While waiting for a response from the chap I hope will join me in making PyInstaller 3, I decided it was time to do a bit of a test of PPQT2 usability. That means, post-processing a book myself. So I downloaded an example of the kind of book I have enjoyed doing in the past, in this case, one volume of Hawkin's Guide to Electricity.
I also opened the "Suggested Workflow" document that gets distributed as an "extra". It outlines the steps of post-processing a book with specific guidance on using PPQT features at each step. I knew it needed updating for V2, and I'm keeping it open alongside the PPQT window (27-inch iMac heh heh heh) and referring to it as a very handy task list. And correcting it as I go.
One of the first things I ran into is the small usability problem posed by V2's policy on file encoding. In V1 I really tried to support every common file encoding. There was a File:Open With Encoding sub-menu that allowed opening Latin-1, Mac Roman, Windows CP 1252, and UTF-8. There was sneaky undocumented support for other encodings.

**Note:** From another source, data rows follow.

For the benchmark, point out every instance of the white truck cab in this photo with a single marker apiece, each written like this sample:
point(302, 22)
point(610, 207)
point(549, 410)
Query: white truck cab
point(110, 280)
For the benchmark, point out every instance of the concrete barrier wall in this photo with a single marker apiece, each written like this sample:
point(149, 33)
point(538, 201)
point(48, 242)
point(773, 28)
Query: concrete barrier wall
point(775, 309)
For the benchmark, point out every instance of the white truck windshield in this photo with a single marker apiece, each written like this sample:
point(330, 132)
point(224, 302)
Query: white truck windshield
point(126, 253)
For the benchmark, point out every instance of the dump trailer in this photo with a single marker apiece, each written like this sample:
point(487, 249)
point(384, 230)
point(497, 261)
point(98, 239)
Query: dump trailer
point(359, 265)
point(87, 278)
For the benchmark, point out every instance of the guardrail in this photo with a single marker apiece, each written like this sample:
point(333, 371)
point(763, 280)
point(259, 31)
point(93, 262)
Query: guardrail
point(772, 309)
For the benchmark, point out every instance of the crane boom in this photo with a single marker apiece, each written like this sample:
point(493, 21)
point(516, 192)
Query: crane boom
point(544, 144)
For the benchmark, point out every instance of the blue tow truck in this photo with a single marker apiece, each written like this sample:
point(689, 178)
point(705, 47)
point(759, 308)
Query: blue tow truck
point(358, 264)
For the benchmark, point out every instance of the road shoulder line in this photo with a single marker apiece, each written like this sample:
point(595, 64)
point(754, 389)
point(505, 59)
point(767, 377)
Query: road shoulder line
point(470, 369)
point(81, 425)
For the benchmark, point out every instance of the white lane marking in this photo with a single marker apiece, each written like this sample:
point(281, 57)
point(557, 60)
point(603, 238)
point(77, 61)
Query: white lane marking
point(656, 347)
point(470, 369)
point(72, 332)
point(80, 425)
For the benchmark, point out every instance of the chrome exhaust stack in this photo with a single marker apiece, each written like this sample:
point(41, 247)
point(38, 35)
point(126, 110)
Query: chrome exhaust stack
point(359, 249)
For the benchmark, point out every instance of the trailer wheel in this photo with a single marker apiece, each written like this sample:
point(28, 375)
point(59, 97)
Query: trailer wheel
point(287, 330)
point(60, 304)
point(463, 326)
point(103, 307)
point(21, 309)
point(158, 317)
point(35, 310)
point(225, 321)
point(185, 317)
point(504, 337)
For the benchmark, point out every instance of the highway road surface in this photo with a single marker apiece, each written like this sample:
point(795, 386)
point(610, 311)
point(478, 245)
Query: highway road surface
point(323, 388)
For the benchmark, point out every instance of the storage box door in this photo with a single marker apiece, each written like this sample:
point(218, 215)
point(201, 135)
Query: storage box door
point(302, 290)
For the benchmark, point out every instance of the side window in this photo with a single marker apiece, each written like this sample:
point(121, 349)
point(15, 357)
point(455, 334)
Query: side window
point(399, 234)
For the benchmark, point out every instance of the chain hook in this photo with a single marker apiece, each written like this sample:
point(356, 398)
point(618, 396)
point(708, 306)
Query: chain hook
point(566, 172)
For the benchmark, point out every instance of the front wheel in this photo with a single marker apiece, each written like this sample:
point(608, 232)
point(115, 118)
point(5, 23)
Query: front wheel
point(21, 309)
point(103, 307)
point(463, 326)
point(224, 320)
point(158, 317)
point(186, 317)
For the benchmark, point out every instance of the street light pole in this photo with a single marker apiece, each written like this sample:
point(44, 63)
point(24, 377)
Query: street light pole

For V2 I decided, basta, the world has moved on, UTF-8 is it. So PPQT2 assumes any input file, the book text and the good_words and bad_words files, are going to be UTF-8. It will also accept ISO-8859-1 aka Latin-1 but there's no menu command for that; you have to tell it by renaming the files to, e.g. bookname-ltn.txt or good_words.ltn. Similarly for saving: if you save the file to a name ending in -ltn or .ltn, it will write ISO-8859-1. Otherwise, it writes UTF-8. (Obviously if you know the file should be pure ASCII, it doesn't matter on input or output.)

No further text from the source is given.